Always the Best Man
Page 6
“How many times is a few?”
Her mouth pressed into a thin line. “Why do you care, Jase?”
“How many?”
“Most nights,” she answered through clenched teeth. “My doctor in Boston gave me a prescription for pills to help, but I haven’t refilled it since I’ve been back. Davey had trouble adjusting when we first got here, and I wanted to hear him if he needed me.”
“And now?”
She shrugged. “I watch him sleep. He’s so peaceful, and it makes me happy. This morning my mom’s schedule allowed her to watch him for me when he woke up, so I came into the office to get a few things done.” She looked up at him, her gaze wary. He noticed something more now, the shadows under her eyes and the tension bracketing her mouth. It didn’t lessen her beauty or her effect on him, but he kicked himself that he hadn’t seen it before. This woman was exhausted.

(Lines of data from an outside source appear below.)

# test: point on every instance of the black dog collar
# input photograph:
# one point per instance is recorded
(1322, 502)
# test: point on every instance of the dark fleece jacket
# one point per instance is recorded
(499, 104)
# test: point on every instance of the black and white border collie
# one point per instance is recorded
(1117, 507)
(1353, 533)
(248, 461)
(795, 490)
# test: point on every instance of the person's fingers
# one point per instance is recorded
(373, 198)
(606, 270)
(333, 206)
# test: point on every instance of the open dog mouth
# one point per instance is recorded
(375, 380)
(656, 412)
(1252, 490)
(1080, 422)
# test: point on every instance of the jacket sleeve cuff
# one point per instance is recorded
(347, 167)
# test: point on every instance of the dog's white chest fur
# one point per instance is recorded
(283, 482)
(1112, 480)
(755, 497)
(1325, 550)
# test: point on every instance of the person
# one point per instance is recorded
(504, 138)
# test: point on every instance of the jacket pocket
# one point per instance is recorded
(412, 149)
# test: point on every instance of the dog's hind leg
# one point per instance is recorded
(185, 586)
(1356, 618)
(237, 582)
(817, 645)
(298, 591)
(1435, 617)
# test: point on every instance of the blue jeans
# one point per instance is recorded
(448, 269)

“You didn’t have to do this,” he said, gesturing to the shiny clean space. “But I’m glad you did.”
She rewarded him with a small smile. “It was a pit in here, Jase. It’s like you don’t even care.”

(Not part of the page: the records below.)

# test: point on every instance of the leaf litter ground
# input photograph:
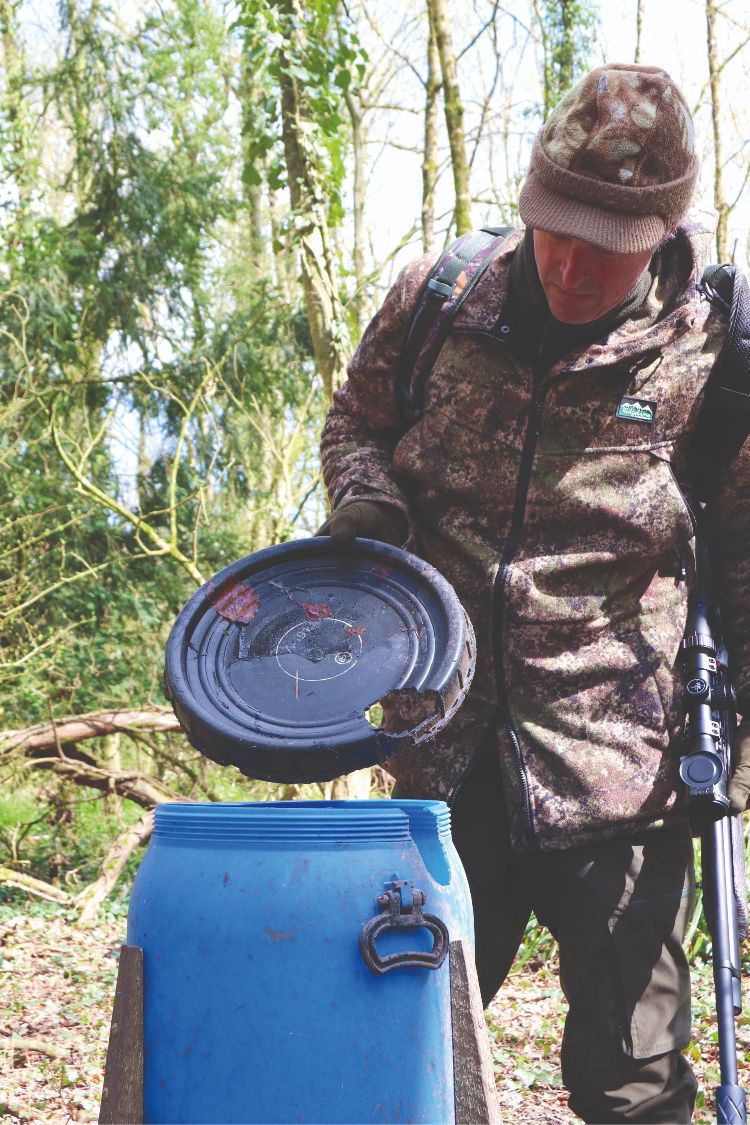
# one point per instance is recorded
(56, 988)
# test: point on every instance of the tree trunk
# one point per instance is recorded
(357, 118)
(720, 200)
(19, 127)
(639, 30)
(440, 23)
(431, 158)
(309, 219)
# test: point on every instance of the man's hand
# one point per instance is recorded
(739, 788)
(369, 520)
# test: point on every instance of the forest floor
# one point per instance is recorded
(56, 988)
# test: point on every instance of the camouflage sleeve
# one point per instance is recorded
(364, 421)
(731, 540)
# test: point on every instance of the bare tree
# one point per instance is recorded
(319, 277)
(440, 25)
(431, 156)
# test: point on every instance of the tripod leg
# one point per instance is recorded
(722, 923)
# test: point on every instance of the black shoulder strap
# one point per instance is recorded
(724, 422)
(452, 279)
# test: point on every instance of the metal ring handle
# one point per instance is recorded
(396, 917)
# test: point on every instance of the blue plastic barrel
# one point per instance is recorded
(259, 1002)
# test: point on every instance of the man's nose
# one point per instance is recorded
(574, 267)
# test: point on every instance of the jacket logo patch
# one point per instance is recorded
(636, 410)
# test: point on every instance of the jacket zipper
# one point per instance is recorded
(532, 435)
(531, 438)
(688, 509)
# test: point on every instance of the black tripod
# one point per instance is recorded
(708, 731)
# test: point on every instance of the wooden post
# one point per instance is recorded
(122, 1098)
(473, 1081)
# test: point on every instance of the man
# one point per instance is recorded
(549, 479)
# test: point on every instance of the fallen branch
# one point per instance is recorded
(45, 736)
(136, 786)
(91, 897)
(32, 885)
(38, 1045)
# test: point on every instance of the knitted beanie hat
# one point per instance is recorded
(615, 162)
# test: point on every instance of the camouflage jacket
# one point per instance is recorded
(567, 532)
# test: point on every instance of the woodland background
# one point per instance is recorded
(201, 204)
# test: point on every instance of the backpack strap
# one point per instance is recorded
(458, 270)
(724, 421)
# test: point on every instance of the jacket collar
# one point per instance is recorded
(670, 307)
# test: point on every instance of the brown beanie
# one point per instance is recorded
(615, 162)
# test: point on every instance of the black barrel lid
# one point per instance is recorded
(272, 665)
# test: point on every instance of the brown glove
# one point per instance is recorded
(739, 788)
(367, 519)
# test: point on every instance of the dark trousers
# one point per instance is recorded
(619, 911)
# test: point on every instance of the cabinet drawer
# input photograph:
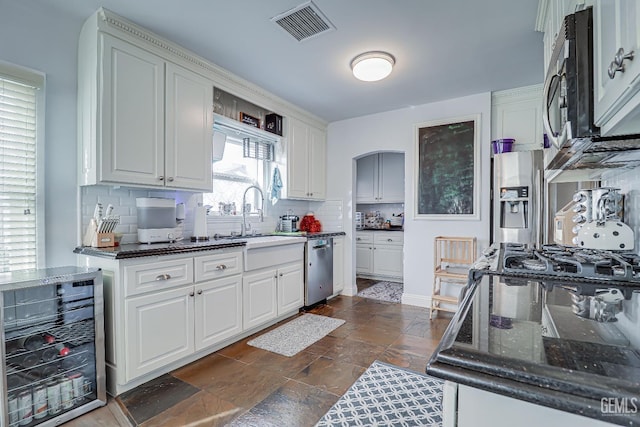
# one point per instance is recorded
(157, 276)
(388, 238)
(364, 237)
(217, 265)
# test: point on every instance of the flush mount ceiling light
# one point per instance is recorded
(372, 66)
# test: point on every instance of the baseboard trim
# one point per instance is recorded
(417, 300)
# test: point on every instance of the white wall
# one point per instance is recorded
(394, 131)
(37, 37)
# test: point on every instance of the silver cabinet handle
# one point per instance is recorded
(621, 56)
(618, 62)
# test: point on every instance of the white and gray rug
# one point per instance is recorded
(386, 395)
(297, 334)
(384, 291)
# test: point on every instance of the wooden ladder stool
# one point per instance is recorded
(453, 256)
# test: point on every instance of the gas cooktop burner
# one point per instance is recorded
(534, 264)
(586, 270)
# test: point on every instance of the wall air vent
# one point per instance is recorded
(304, 21)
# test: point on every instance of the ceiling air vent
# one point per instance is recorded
(304, 21)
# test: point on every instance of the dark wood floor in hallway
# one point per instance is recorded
(242, 385)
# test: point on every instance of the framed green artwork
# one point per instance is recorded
(448, 169)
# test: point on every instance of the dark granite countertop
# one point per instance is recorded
(137, 250)
(324, 234)
(521, 339)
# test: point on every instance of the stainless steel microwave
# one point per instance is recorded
(568, 89)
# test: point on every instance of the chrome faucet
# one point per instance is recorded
(245, 226)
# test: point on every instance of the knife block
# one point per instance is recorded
(104, 240)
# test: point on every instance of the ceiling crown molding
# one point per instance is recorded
(117, 25)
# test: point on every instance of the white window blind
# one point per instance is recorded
(18, 215)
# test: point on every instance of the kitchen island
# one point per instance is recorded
(516, 354)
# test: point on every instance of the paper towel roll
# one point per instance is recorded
(200, 223)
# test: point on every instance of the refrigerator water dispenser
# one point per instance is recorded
(514, 207)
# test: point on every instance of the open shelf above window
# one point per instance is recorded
(239, 131)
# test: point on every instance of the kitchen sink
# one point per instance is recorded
(239, 237)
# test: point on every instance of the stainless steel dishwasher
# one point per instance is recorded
(318, 270)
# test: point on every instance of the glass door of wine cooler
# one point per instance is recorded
(53, 353)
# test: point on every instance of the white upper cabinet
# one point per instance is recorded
(306, 161)
(517, 113)
(130, 148)
(617, 66)
(143, 120)
(189, 129)
(380, 178)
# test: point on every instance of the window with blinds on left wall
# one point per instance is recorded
(21, 215)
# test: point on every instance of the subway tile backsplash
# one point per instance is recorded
(124, 201)
(627, 182)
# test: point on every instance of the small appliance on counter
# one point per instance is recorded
(563, 225)
(200, 223)
(359, 220)
(289, 223)
(310, 223)
(158, 219)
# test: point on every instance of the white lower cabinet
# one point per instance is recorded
(380, 254)
(218, 311)
(290, 288)
(162, 312)
(259, 297)
(387, 260)
(338, 264)
(159, 330)
(272, 292)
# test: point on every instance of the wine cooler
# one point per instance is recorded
(52, 327)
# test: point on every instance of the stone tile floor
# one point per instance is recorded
(241, 385)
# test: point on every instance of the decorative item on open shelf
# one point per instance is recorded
(258, 150)
(249, 120)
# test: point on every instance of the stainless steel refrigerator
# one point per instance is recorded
(518, 197)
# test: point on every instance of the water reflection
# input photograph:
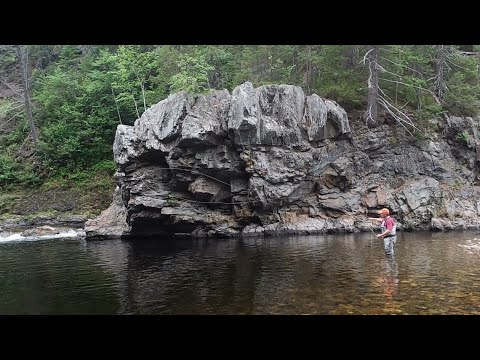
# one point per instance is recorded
(324, 274)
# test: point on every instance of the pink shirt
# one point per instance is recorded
(389, 223)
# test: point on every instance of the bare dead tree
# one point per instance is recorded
(376, 96)
(308, 69)
(371, 57)
(439, 85)
(23, 52)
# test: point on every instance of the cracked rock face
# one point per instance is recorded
(271, 160)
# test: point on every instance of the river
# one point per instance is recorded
(431, 273)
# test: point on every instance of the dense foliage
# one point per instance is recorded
(81, 93)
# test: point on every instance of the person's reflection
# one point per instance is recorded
(391, 277)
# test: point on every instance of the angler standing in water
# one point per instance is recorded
(389, 230)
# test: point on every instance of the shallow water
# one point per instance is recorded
(431, 273)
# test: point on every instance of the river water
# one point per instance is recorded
(431, 273)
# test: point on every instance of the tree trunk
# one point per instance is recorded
(308, 69)
(440, 72)
(372, 108)
(24, 69)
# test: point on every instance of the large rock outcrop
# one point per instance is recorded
(272, 160)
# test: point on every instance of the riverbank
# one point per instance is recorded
(56, 203)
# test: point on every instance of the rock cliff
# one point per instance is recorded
(271, 160)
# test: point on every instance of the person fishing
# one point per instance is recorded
(389, 230)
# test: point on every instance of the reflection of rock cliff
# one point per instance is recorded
(272, 160)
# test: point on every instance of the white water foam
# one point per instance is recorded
(17, 237)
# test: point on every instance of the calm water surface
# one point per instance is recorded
(432, 273)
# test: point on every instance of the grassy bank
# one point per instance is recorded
(82, 194)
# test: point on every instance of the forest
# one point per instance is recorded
(60, 104)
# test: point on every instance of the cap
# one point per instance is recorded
(384, 211)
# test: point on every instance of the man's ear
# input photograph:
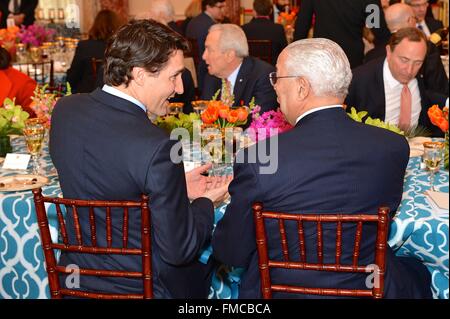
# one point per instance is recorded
(303, 88)
(138, 74)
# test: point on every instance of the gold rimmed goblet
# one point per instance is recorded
(34, 132)
(433, 156)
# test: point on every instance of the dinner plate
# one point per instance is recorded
(15, 183)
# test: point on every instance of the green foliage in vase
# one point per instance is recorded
(359, 116)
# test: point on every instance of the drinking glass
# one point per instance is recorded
(34, 132)
(432, 156)
(199, 106)
(175, 108)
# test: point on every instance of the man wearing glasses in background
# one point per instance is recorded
(213, 12)
(427, 23)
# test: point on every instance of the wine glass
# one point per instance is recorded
(34, 132)
(199, 106)
(432, 156)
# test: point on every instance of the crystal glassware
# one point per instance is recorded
(432, 157)
(34, 132)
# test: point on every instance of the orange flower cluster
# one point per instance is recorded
(224, 116)
(8, 37)
(439, 117)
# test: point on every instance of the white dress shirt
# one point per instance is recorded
(232, 77)
(113, 91)
(316, 110)
(393, 91)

“I do care,” he argued. “I care about my clients and this town. So what if the office isn’t spotless?”
“You’re a business owner and you’re running for mayor. People have expectations.”

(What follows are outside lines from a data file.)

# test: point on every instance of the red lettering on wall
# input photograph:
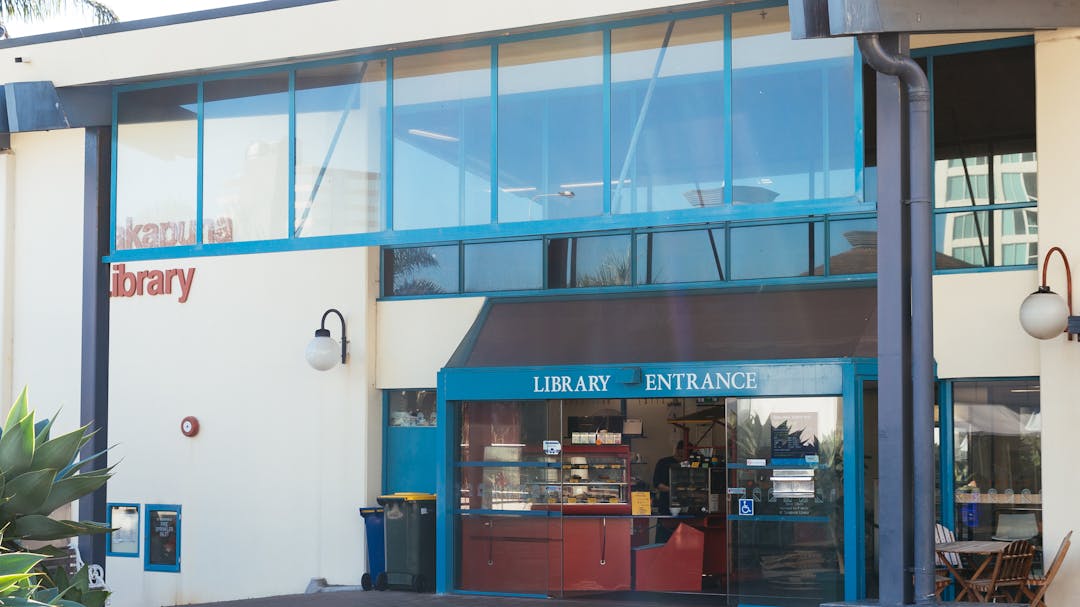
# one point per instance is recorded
(131, 234)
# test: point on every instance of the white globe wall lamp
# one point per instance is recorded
(323, 352)
(1044, 314)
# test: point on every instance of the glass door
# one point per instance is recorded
(786, 500)
(509, 511)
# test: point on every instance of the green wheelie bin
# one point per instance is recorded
(409, 527)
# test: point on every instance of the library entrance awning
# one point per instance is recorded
(760, 325)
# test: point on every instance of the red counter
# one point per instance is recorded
(544, 555)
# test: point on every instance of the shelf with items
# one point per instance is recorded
(698, 490)
(593, 480)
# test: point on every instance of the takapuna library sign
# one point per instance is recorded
(175, 281)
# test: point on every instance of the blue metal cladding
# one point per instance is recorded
(638, 381)
(605, 217)
(755, 378)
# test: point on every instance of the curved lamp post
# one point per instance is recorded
(1044, 314)
(323, 351)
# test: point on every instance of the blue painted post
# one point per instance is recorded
(95, 323)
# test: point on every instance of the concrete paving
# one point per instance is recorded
(396, 598)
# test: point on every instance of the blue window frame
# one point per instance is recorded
(832, 247)
(162, 544)
(124, 541)
(622, 125)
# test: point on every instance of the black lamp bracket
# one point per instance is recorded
(323, 332)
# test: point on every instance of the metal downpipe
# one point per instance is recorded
(922, 346)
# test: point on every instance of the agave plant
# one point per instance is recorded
(17, 577)
(39, 474)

He choked out a laugh. “Tell me about it.” He didn’t mind taking grief from her because the brightness had returned to her gaze. The Emily he remembered from high school had been so sure of herself and her place in this world. She’d held on to that pretense since returning to Crimson, but the more time he spent with her the more he could see the fragile space between the cracks in her armor. A part of him wanted to rip away all of her defenses because they were guarding things that held her heart captive. But he hated seeing her troubled and knew she hated revealing any weakness.
“Thank you for this job. I know you didn’t want to hire me.”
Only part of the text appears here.